Thread overview
Capture offset of matches in std.regex.matchAll?
Jul 07, 2014
JD
Jul 08, 2014
JR
Jul 08, 2014
Justin Whear
Jul 08, 2014
JD
Sep 25, 2020
Lewis
July 07, 2014
I'm using a compile time regex to find some tags in an input
string. Is it possible to capture the offset of the matches in
some way?
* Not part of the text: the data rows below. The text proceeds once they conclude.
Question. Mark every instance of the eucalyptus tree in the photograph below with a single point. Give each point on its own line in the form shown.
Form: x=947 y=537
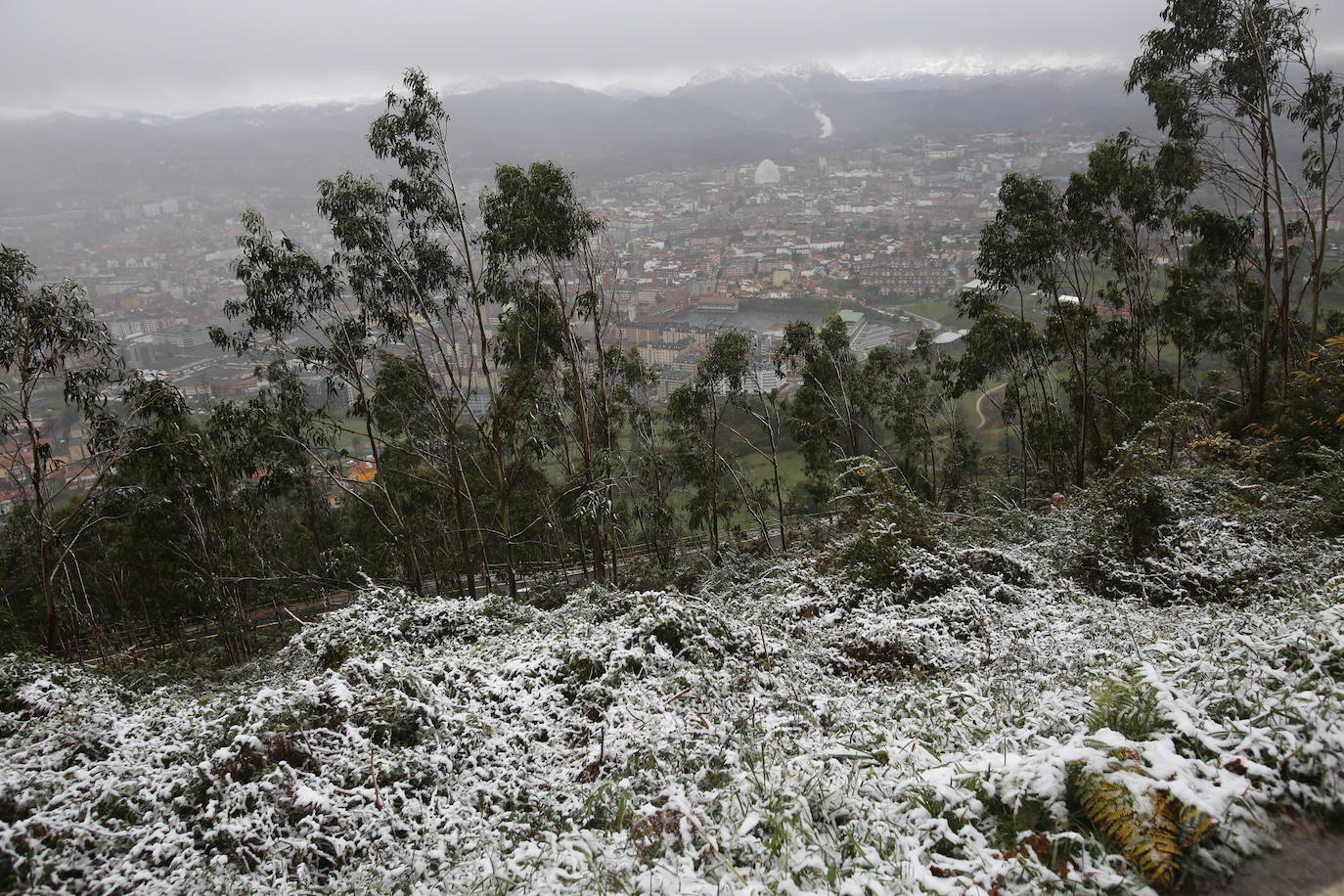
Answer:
x=696 y=416
x=1232 y=78
x=412 y=274
x=51 y=344
x=829 y=416
x=733 y=356
x=536 y=237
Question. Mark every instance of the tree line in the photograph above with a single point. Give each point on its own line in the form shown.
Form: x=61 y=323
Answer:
x=1192 y=270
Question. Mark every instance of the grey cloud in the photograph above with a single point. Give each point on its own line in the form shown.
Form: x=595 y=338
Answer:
x=169 y=57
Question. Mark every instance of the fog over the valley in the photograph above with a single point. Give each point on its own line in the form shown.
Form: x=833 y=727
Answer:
x=187 y=57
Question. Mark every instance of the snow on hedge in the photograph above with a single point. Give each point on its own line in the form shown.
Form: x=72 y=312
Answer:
x=967 y=729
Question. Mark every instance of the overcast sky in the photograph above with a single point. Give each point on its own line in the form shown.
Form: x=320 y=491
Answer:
x=186 y=55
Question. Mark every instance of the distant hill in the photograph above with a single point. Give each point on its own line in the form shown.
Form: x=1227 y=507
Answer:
x=715 y=118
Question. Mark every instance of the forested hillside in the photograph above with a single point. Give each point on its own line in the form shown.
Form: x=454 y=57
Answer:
x=832 y=636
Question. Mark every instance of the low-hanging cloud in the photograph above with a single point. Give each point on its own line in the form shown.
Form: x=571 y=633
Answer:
x=175 y=57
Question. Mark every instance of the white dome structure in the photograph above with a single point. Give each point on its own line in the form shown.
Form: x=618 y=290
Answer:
x=768 y=172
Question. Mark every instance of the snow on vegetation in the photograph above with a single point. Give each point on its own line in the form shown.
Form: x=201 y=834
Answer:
x=963 y=716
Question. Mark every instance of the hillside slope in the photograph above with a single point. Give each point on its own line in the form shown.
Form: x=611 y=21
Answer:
x=989 y=713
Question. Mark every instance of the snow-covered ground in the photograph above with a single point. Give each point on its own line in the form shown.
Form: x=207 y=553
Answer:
x=966 y=729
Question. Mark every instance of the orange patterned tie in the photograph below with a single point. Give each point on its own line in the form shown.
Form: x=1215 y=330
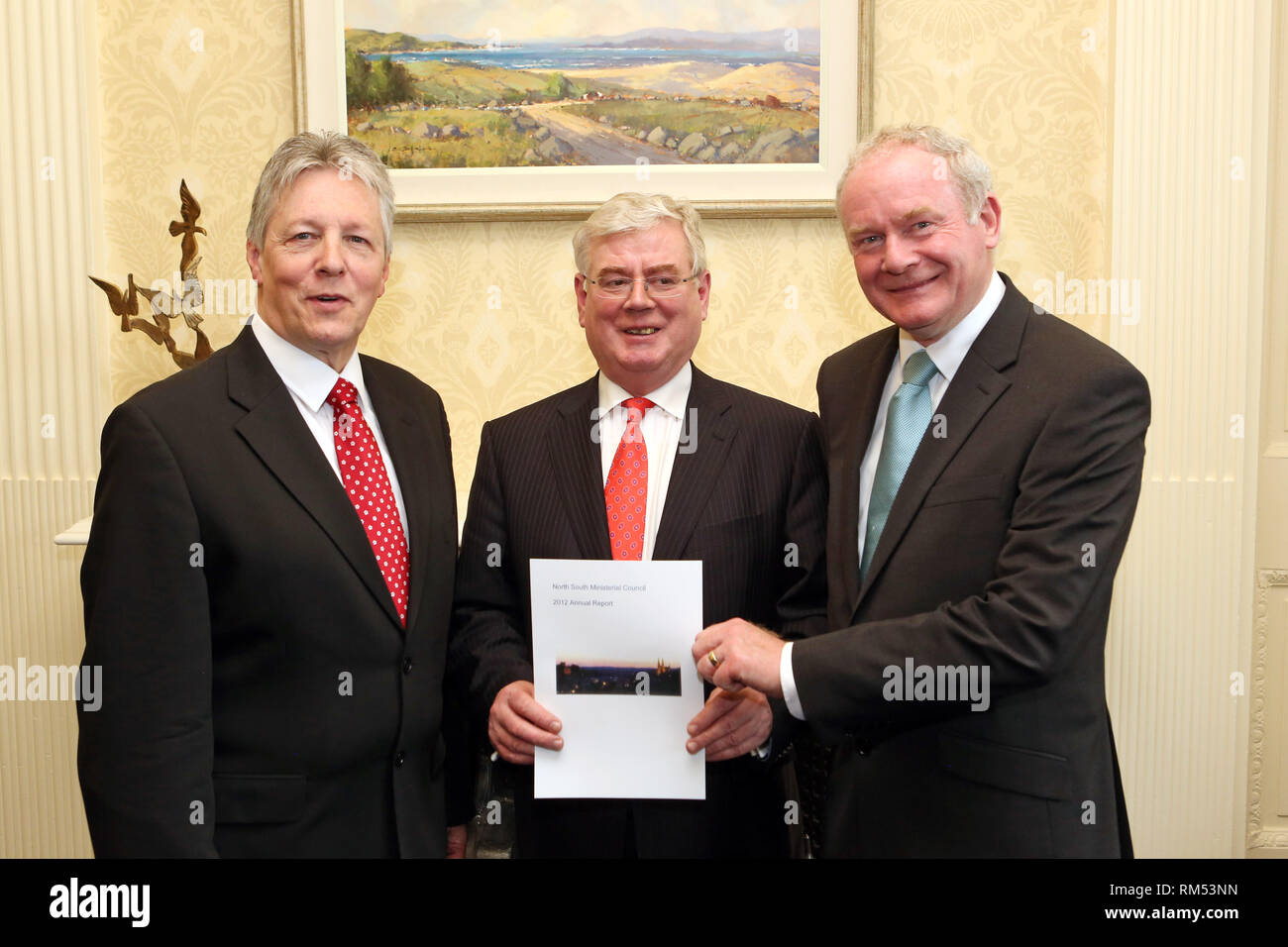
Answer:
x=626 y=491
x=362 y=471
Otherwise I have to "calculate" the offsets myself by
iterating over the results of matchAll.

Thanks,
Jeroen

---

Example code:

import std.stdio;
import std.regex;

void main()
{
	auto input = "<html><body><p>{{ message }}</p></body></html>";
	
	auto ctr = ctRegex!(`(\{\{|\{\%|\{\#)?`, "s");

	auto matches = matchAll(input, ctr);

          /*
	auto offset = 0;
	foreach(match;matches)
	{
		writeln(offset, ":", match);
		++offset;
	}
         */
}
July 08, 2014
On Monday, 7 July 2014 at 21:32:30 UTC, JD wrote:
> I'm using a compile time regex to find some tags in an input
> string. Is it possible to capture the offset of the matches in
> some way? Otherwise I have to "calculate" the offsets myself by
> iterating over the results of matchAll.
>
> Thanks,
> Jeroen

I believe what matchAll returns evaluates its .front lazily, so aye; you need to pop it until you get to the match you want. :< (assuming I understand the question correctly)

You can however index the *captured fields* in a specific match. I couldn't wrap my head around your example pattern but see http://dpaste.dzfl.pl/f693db93c3a4 for a dumbed-down version.

You can't slice match, nor can you have foreach provide an index variable. This may be to have foreach include named fields? Not sure.
July 08, 2014
On Mon, 07 Jul 2014 21:32:29 +0000, JD wrote:

> I'm using a compile time regex to find some tags in an input string. Is it possible to capture the offset of the matches in some way? Otherwise I have to "calculate" the offsets myself by iterating over the results of matchAll.
> 
> Thanks,
> Jeroen
> 
> ---
> 
> Example code:
> 
> import std.stdio;
> import std.regex;
> 
> void main()
> {
> 	auto input = "<html><body><p>{{ message }}</p></body></html>";
> 
> 	auto ctr = ctRegex!(`(\{\{|\{\%|\{\#)?`, "s");
> 
> 	auto matches = matchAll(input, ctr);
> 
>            /*
> 	auto offset = 0;
> 	foreach(match;matches)
> 	{
> 		writeln(offset, ":", match);
> 		++offset;
> 	}
>           */
> }

What do you mean by offset?  If you simply mean the index of the match, as your example seems to indicate, you can zip the matches with iota or sequence!"n".

If you want the offset in the string where each match begins I think you're out of luck.  I needed something similar a while ago and the best I could find was using the cumulative length of the pre property.
July 08, 2014
On Tuesday, 8 July 2014 at 15:58:47 UTC, Justin Whear wrote:
>
> What do you mean by offset?  If you simply mean the index of the match,
> as your example seems to indicate, you can zip the matches with iota or
> sequence!"n".
>
> If you want the offset in the string where each match begins I think
> you're out of luck.  I needed something similar a while ago and the best
> I could find was using the cumulative length of the pre property.


Sorry for my confusing example!

Yes, I was looking for the offset in the string where the matches begin.
I did some programming in PHP in the past. Their preg_match_all function has an optional offset_capture flag. I was hoping for something similar in std.regex...

Good tip, I'll use the cumulative length of pre.

Thanks you both for your replies!



September 25, 2020
On Monday, 7 July 2014 at 21:32:30 UTC, JD wrote:
> I'm using a compile time regex to find some tags in an input
> string. Is it possible to capture the offset of the matches in
> some way? Otherwise I have to "calculate" the offsets myself by
> iterating over the results of matchAll.
>
> Thanks,
> Jeroen
>

For anyone coming to this later, I believe the capture strings are all slices. So you can do 'capture[1].ptr - originalString.ptr' to get the index the capture starts at.